Chapter 2 Introduction

2.1 Linear models - a kind of Generalized Linear Model

If you have fit a linear model before, congratulations! You have already fit (one case) of a generalized linear model (GLM). Over the course of this book, we will explore the framework of Generalized Linear Models, why the Linear Model is a special case of a GLM, and two common type of GLMs, including logistic regression (for binary/binomial count data) and poisson regression (for count data).

Let’s review why we would fit a linear model. For linear regression, given our data, (if we make some key assumptions 2.2 ), we can perform inference or prediction by assuming that our response value forms a linear relationship with our explanatory variable (or variables). Generalized linear models expand upon the linear model assumptions to increase the kinds and ways we can use data to answer questions.

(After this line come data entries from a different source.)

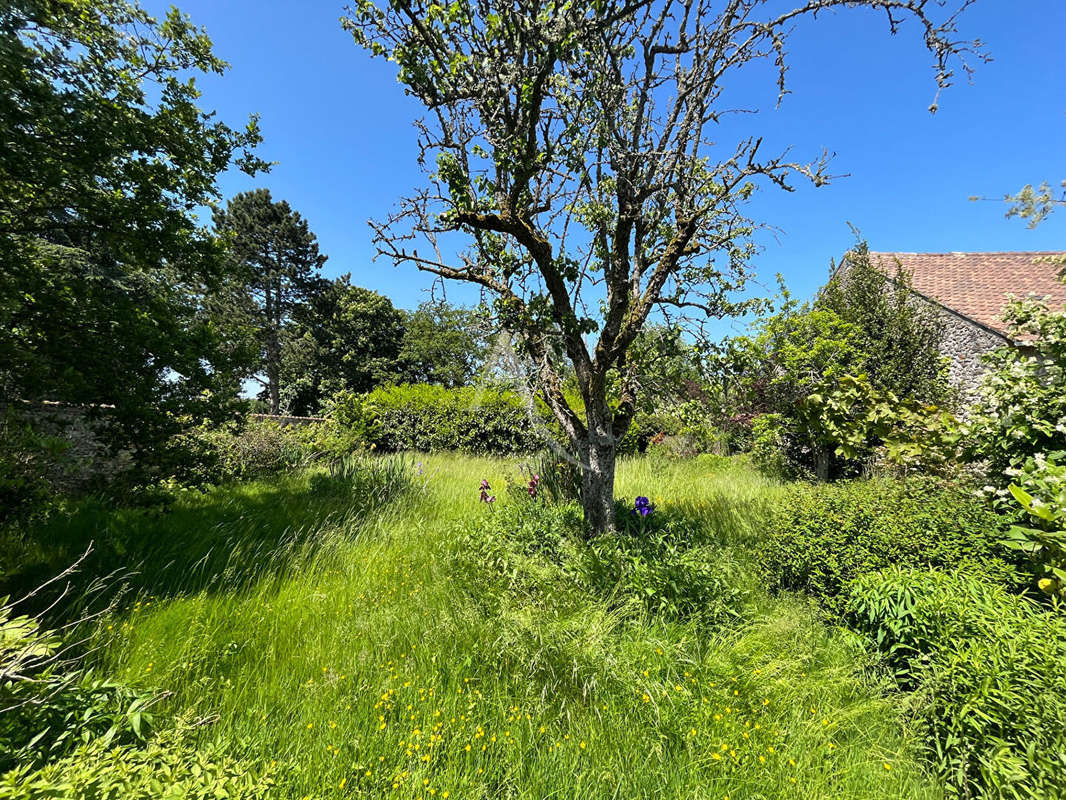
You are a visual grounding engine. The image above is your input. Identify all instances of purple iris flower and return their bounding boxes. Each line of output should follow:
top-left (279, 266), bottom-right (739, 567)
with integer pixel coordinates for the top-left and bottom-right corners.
top-left (633, 497), bottom-right (656, 516)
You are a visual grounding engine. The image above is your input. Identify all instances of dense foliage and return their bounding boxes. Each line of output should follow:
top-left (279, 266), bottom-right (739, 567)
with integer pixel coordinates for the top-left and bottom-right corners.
top-left (280, 275), bottom-right (407, 416)
top-left (0, 723), bottom-right (277, 800)
top-left (0, 0), bottom-right (264, 469)
top-left (969, 288), bottom-right (1066, 488)
top-left (366, 384), bottom-right (546, 453)
top-left (814, 242), bottom-right (951, 404)
top-left (718, 243), bottom-right (958, 480)
top-left (759, 479), bottom-right (1013, 612)
top-left (207, 189), bottom-right (326, 414)
top-left (846, 567), bottom-right (1066, 800)
top-left (400, 301), bottom-right (490, 388)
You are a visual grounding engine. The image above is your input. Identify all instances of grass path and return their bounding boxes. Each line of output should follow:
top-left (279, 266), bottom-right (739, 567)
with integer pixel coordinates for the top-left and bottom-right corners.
top-left (98, 455), bottom-right (940, 800)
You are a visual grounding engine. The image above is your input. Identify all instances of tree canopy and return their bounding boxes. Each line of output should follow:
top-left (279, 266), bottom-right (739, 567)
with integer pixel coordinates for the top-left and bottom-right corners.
top-left (344, 0), bottom-right (969, 531)
top-left (0, 0), bottom-right (265, 455)
top-left (208, 189), bottom-right (326, 414)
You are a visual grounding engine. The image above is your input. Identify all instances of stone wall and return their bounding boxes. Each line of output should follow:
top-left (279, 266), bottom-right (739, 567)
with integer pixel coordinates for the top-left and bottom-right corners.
top-left (939, 306), bottom-right (1010, 404)
top-left (14, 402), bottom-right (132, 492)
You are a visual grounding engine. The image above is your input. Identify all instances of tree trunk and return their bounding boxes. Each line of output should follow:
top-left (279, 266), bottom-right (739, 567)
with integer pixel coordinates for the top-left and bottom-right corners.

The reasoning behind linear models can be intuitive; if we have two continuous variables, and make a scatterplot our data, and see this:

Figure 2.1: A scatterplot of points for two numeric variables.

We might want to fit a straight line through the cloud of points, i.e. modeling the relationship linearly.

Figure 2.2: A scatterplot of points now with a line of best fit added.

To interpret this relationship and make predictions, we need to know the slope and intercept of this line. This is done by minimizing the least squares, which will be explored in Chapter 3 @ref{linear}. (will it? should it?) Linear models can also have multiple explanatory variables (\(X_1, \ldots X_p\) instead of just one \(X\)), and this becomes multiple linear regression. The visualization of this kind of data is more difficult, and for example purposes, we will only use one explanatory variable, \(X\).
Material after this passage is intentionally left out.